As I look back through the years, my memory is clear and vivid. Other bits and pieces were recounted by my sisters and brothers to me. She entered our family before I was born.
My eldest brother, Tony, was going to bring home his prospective bride. Momma and Poppa were anxious for him to take a bride and settle down. He prepared my mother with a description of Margie so she would know what to expect. He told Momma she was not exactly a beauty, since of her eyes were crossed, and some of her teeth were missing. My mother exclaimed, “as long as she is a good girl, that is all that is important.”
It was a Sunday, and all the preparations were underway. She was coming to dinner today. Everyone was to be home to greet her and make her feel comfortable. The best linens were put out, the menu carefully planned and all was ready for the important guest.
There was an old song popular at that time, which could have been their song. A refrain was “I met my million dollar baby at the five and 10 cent store.” Margie and Tony met at Woolworths Department Store. She worked the counter, and Tony ate lunch there.
It was after mass this Sunday and the children played outdoors, men strolled up and down the street, chattered with neighbors, while the women were home preparing the Sunday meal as usual, the scrumptious dinner to be had early in the afternoon. The lazy, quiet day was interrupted by an unusual sound. A motor could be heard even before it entered our street. Could it be? Yes, it was a shiny maroon car. It was a DeSoto, a new DeSoto. This was the early 1930s, and not many people had cars. She did, and she drove up to the curb in front of our house. As she stepped out of the car, it seemed like she was Cinderella stepping out of a storybook. The description surely did not fit the one Tony gave to Momma.
She was beautiful with dark, shiny, black hair with the bluest of eyes. Her skin seemed translucent and creamy white. When she smiled, her face lit up, and instantly she captured your heart. That was Margie. Needless to say, she was as wonderful as she looked and would be part of our family before too long. My brother was enthralled with her, but he was also enthralled with softball. He proposed to her and made it clear they would have to marry when he did not have a ballgame. She would have married him anytime even if he said it would have to be between innings.
I was born during their courtship. They were my godparents at baptism. I was 4 years old when they married. I was the youngest of eight children, and I was thrilled to be going to a wedding. A special dress was designed for me by Madame Josephine, and this was a great day for me.
Margie was the first daughter-in-law in the family. Momma and Poppa adored her. When Momma was so ill, it was Margie she called for. Margie came to soothe her and patiently attended her needs. When we gathered for holidays and other happy occasions, our family would always sing. She was always honored by the family singing the old song, “Oh Margie, Oh Margie how you can love. Oh Margie, Oh Margie heavens above, you make my poor heart jump with joy, etc. etc.” She would also save a dance for Poppa when they would do the mazurka together.
She and my brother also gave me a title at 5 years old Aug. 9, 1937. I announced to the neighborhood I had become an uncle since a baby boy was born to them.
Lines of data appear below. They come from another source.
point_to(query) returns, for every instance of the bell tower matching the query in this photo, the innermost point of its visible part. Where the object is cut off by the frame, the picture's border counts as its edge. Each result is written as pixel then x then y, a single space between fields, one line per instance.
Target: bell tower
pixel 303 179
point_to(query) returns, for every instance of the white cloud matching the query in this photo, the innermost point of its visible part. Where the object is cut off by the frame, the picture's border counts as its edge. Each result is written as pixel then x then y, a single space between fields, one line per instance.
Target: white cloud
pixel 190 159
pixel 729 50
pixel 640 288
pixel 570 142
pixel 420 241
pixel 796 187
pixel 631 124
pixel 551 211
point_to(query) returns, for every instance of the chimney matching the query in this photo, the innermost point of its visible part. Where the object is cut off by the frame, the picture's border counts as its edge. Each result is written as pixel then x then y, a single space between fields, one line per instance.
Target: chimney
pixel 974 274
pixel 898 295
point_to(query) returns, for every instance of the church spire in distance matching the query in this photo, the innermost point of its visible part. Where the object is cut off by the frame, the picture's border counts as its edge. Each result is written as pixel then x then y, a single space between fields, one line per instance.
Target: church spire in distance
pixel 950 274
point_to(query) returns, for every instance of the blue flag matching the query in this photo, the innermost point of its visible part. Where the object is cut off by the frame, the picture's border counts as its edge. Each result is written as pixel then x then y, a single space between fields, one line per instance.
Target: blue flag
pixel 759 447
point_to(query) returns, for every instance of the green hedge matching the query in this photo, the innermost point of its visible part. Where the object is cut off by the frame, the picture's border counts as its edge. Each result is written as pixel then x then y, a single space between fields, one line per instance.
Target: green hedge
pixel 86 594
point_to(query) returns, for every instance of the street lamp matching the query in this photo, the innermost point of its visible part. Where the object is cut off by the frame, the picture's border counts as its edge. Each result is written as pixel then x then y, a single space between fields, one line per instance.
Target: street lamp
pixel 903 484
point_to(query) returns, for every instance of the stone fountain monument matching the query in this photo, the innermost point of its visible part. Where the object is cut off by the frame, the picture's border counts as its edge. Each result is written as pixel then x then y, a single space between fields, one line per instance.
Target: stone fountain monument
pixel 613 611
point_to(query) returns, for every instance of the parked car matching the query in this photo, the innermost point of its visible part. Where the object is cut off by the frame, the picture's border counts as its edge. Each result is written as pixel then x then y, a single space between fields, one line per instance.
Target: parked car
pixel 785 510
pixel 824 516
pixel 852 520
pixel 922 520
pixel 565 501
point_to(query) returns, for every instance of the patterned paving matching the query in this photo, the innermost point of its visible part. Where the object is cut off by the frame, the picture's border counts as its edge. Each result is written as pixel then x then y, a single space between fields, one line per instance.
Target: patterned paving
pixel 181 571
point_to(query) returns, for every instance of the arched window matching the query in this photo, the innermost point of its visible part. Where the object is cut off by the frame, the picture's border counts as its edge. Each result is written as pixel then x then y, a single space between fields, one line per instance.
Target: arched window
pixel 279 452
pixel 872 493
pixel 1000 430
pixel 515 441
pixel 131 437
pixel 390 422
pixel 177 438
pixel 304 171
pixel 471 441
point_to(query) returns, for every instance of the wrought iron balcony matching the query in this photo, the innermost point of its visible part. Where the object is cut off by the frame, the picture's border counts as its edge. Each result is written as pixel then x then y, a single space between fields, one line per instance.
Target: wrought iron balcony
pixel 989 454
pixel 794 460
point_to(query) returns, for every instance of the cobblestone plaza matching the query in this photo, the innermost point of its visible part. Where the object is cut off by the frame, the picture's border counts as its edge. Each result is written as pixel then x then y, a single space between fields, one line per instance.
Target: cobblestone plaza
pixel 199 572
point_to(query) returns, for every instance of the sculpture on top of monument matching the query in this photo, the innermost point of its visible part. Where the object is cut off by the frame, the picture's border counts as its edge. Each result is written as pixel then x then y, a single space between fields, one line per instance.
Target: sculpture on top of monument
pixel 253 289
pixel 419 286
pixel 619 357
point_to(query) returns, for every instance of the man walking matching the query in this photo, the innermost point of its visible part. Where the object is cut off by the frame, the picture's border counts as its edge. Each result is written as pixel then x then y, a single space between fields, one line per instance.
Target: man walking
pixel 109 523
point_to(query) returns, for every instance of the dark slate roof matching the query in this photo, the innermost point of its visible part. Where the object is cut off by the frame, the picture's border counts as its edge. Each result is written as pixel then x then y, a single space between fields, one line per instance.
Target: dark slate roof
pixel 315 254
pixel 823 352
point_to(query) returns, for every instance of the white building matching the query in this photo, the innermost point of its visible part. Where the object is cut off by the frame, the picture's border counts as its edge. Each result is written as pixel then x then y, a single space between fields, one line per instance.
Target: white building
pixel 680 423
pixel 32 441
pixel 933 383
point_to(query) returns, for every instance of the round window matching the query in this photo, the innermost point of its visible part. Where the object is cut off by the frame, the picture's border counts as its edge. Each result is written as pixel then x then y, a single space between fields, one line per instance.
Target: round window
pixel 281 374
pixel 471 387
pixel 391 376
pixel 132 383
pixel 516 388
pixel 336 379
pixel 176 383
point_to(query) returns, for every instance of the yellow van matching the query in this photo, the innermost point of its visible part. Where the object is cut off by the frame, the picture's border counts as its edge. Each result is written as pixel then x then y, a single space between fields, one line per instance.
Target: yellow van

I thought if it were a girl, I would be an aunt. I was only 5, and it made sense to me.
She always treated me special. I felt like a princess spending time with her. She let me play with her beautiful blue velvet slippers with the white furry pom-poms with heels so high I felt grown up. She took me to great places to eat, the special Jewish deli where we love to nibble on the kosher pickles and the Chinese restaurant where she would always give me her fortune cookie. How I loved her.
Margie was the only one in the family to celebrate 100 years of life. She was the last of all the sisters, brothers and in-laws. She was a treasure.